Comedian Ben Stiller was diagnosed with prostate cancer in 2014 at age 48. Two years later, he discussed his diagnosis during an interview on the “Today” show and advocated for the prostate-specific antigen (PSA) test, saying, “every guy should get tested.”
During the interview, the “Meet the Parents” star said he followed his doctor’s recommendation and had his prostate removed, and that he felt fortunate to be cancer-free. One in nine men will develop prostate cancer at some point in their lives, according to the American Cancer Society.
Recent reports reveal that actress Olivia Newton-John is battling cancer for the third time since she was first diagnosed in 1992. During an interview with Australian show “Sunday Night,” the “Grease” star revealed that doctors removed a tumor from her lower back.
“I’m one of millions in this fight … in this journey,” she said during the September 2018 interview. “A lot of people see it as a fight, and [however] you choose to see it, that’s your prerogative. … I see it as part of my mission.”
She has undergone radiation treatment, cut sugar from her diet and is using cannabis oil for pain management. Newton-John is a two-time survivor of breast cancer and an advocate for breast-cancer screening.

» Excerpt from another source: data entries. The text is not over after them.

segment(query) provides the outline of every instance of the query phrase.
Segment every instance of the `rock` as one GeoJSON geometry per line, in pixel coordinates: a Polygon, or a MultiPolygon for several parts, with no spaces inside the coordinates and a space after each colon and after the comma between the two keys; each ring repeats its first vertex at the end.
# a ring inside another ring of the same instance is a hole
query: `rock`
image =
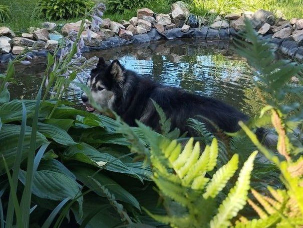
{"type": "Polygon", "coordinates": [[[199,27],[199,22],[197,16],[193,14],[190,14],[188,17],[188,23],[192,28],[198,28],[199,27]]]}
{"type": "Polygon", "coordinates": [[[165,30],[171,30],[176,27],[175,24],[171,24],[168,25],[165,25],[165,30]]]}
{"type": "Polygon", "coordinates": [[[119,32],[119,36],[122,39],[130,40],[133,37],[133,33],[130,31],[121,29],[119,32]]]}
{"type": "Polygon", "coordinates": [[[46,28],[42,28],[32,33],[33,37],[37,40],[43,40],[46,41],[48,40],[48,31],[46,28]]]}
{"type": "Polygon", "coordinates": [[[121,24],[120,23],[116,22],[115,21],[110,21],[110,26],[109,29],[114,32],[115,34],[119,33],[120,29],[122,28],[125,29],[125,28],[124,26],[121,24]]]}
{"type": "Polygon", "coordinates": [[[187,32],[188,31],[189,31],[190,28],[190,26],[189,25],[184,24],[181,28],[181,31],[182,32],[187,32]]]}
{"type": "Polygon", "coordinates": [[[138,35],[138,29],[137,27],[135,27],[132,24],[131,24],[128,27],[127,27],[126,30],[129,31],[130,32],[131,32],[133,35],[138,35]]]}
{"type": "MultiPolygon", "coordinates": [[[[148,21],[152,24],[152,25],[155,24],[156,23],[156,19],[153,17],[150,16],[143,16],[142,17],[142,20],[148,21]]],[[[137,22],[138,22],[138,21],[137,21],[137,22]]]]}
{"type": "Polygon", "coordinates": [[[298,20],[299,20],[298,18],[292,18],[291,19],[290,22],[291,23],[291,24],[294,25],[296,24],[296,22],[298,20]]]}
{"type": "Polygon", "coordinates": [[[47,51],[53,52],[57,47],[57,46],[58,46],[57,40],[48,40],[46,41],[44,48],[47,51]]]}
{"type": "Polygon", "coordinates": [[[297,30],[303,29],[303,19],[299,19],[295,23],[297,30]]]}
{"type": "Polygon", "coordinates": [[[82,33],[84,44],[90,47],[99,47],[101,46],[102,41],[104,40],[104,37],[98,34],[95,32],[91,31],[91,39],[89,40],[87,36],[87,32],[84,31],[82,33]]]}
{"type": "Polygon", "coordinates": [[[157,23],[162,25],[168,25],[172,23],[170,17],[168,14],[160,13],[156,17],[157,23]]]}
{"type": "Polygon", "coordinates": [[[183,26],[185,21],[183,20],[179,20],[178,19],[171,19],[172,23],[175,24],[177,28],[181,28],[183,26]]]}
{"type": "Polygon", "coordinates": [[[156,28],[156,29],[159,32],[164,32],[164,26],[163,24],[156,24],[155,25],[155,28],[156,28]]]}
{"type": "Polygon", "coordinates": [[[24,38],[27,38],[27,39],[33,39],[33,35],[30,33],[22,33],[21,36],[24,38]]]}
{"type": "Polygon", "coordinates": [[[179,20],[185,20],[189,14],[188,10],[185,8],[182,8],[181,6],[177,3],[174,3],[172,5],[171,11],[172,17],[173,19],[178,19],[179,20]]]}
{"type": "Polygon", "coordinates": [[[49,32],[52,32],[55,30],[57,25],[55,23],[46,22],[42,23],[41,26],[47,29],[49,32]]]}
{"type": "Polygon", "coordinates": [[[30,39],[24,37],[14,37],[12,39],[13,46],[28,46],[32,47],[35,43],[35,41],[30,39]]]}
{"type": "Polygon", "coordinates": [[[240,13],[229,13],[226,15],[224,18],[228,20],[237,20],[241,16],[240,13]]]}
{"type": "Polygon", "coordinates": [[[252,16],[252,21],[254,27],[259,29],[265,23],[271,25],[275,24],[275,15],[269,11],[259,9],[252,16]]]}
{"type": "Polygon", "coordinates": [[[271,29],[271,25],[267,23],[264,24],[264,25],[261,27],[259,30],[258,31],[258,33],[264,35],[266,34],[271,29]]]}
{"type": "Polygon", "coordinates": [[[63,36],[60,34],[57,33],[49,33],[48,34],[49,39],[53,40],[59,40],[63,38],[63,36]]]}
{"type": "Polygon", "coordinates": [[[229,24],[225,20],[220,20],[214,23],[211,25],[210,27],[215,29],[227,28],[229,27],[229,24]]]}
{"type": "Polygon", "coordinates": [[[138,27],[141,27],[149,32],[151,30],[152,24],[148,21],[139,19],[138,21],[138,27]]]}
{"type": "Polygon", "coordinates": [[[0,35],[7,36],[9,38],[14,37],[16,35],[7,27],[0,27],[0,35]]]}
{"type": "Polygon", "coordinates": [[[137,26],[137,31],[138,34],[144,34],[147,33],[147,31],[146,31],[144,28],[140,26],[137,26]]]}
{"type": "Polygon", "coordinates": [[[230,21],[230,26],[237,30],[243,29],[245,27],[244,16],[242,16],[237,20],[232,20],[230,21]]]}
{"type": "Polygon", "coordinates": [[[293,26],[290,23],[286,23],[279,27],[272,28],[272,31],[273,31],[274,32],[277,32],[285,28],[293,28],[293,26]]]}
{"type": "Polygon", "coordinates": [[[102,24],[101,24],[100,27],[101,28],[106,28],[107,29],[109,29],[110,26],[110,19],[105,18],[103,19],[102,24]]]}
{"type": "Polygon", "coordinates": [[[273,38],[277,37],[280,39],[285,39],[290,36],[292,32],[293,29],[292,28],[285,28],[274,34],[273,38]]]}
{"type": "Polygon", "coordinates": [[[0,36],[0,54],[8,54],[10,51],[10,43],[11,40],[7,36],[0,36]]]}
{"type": "Polygon", "coordinates": [[[132,17],[131,18],[130,18],[130,19],[129,20],[129,22],[133,25],[136,26],[137,23],[138,23],[138,19],[139,19],[138,18],[138,17],[137,17],[136,16],[134,16],[134,17],[132,17]]]}
{"type": "Polygon", "coordinates": [[[18,55],[21,53],[24,48],[23,47],[20,47],[19,46],[14,46],[12,47],[12,49],[11,50],[11,52],[14,55],[18,55]]]}
{"type": "Polygon", "coordinates": [[[137,16],[139,19],[142,19],[143,16],[153,16],[154,11],[147,8],[143,8],[137,10],[137,16]]]}
{"type": "MultiPolygon", "coordinates": [[[[81,25],[81,21],[79,20],[76,22],[72,23],[67,23],[62,27],[61,29],[61,33],[64,36],[67,36],[68,33],[71,31],[75,31],[75,32],[78,32],[80,29],[80,26],[81,25]]],[[[86,24],[89,26],[91,24],[91,22],[88,20],[85,20],[86,24]]]]}
{"type": "Polygon", "coordinates": [[[294,40],[299,43],[299,46],[302,46],[303,43],[303,30],[294,31],[292,35],[294,40]]]}
{"type": "Polygon", "coordinates": [[[107,39],[115,36],[115,33],[114,33],[114,32],[110,29],[101,28],[100,29],[100,31],[102,32],[105,34],[105,37],[107,39]]]}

After a breast cancer diagnosis, former “Good Morning America” co-host Joan Lunden says she went into “warrior mode.” The journalist was diagnosed with breast cancer during a routine mammogram in 2014, and today she is cancer-free.
“I personally think that it’s important to get yourself into a healthy, positive mindset,” she told “Today” during a National Breast Cancer Awareness Month campaign. “Before I lost my hair, I decided to take control and shave my head. That was the moment that I went into ‘warrior mode.’ I decided to fight and to believe that I was going to be OK.”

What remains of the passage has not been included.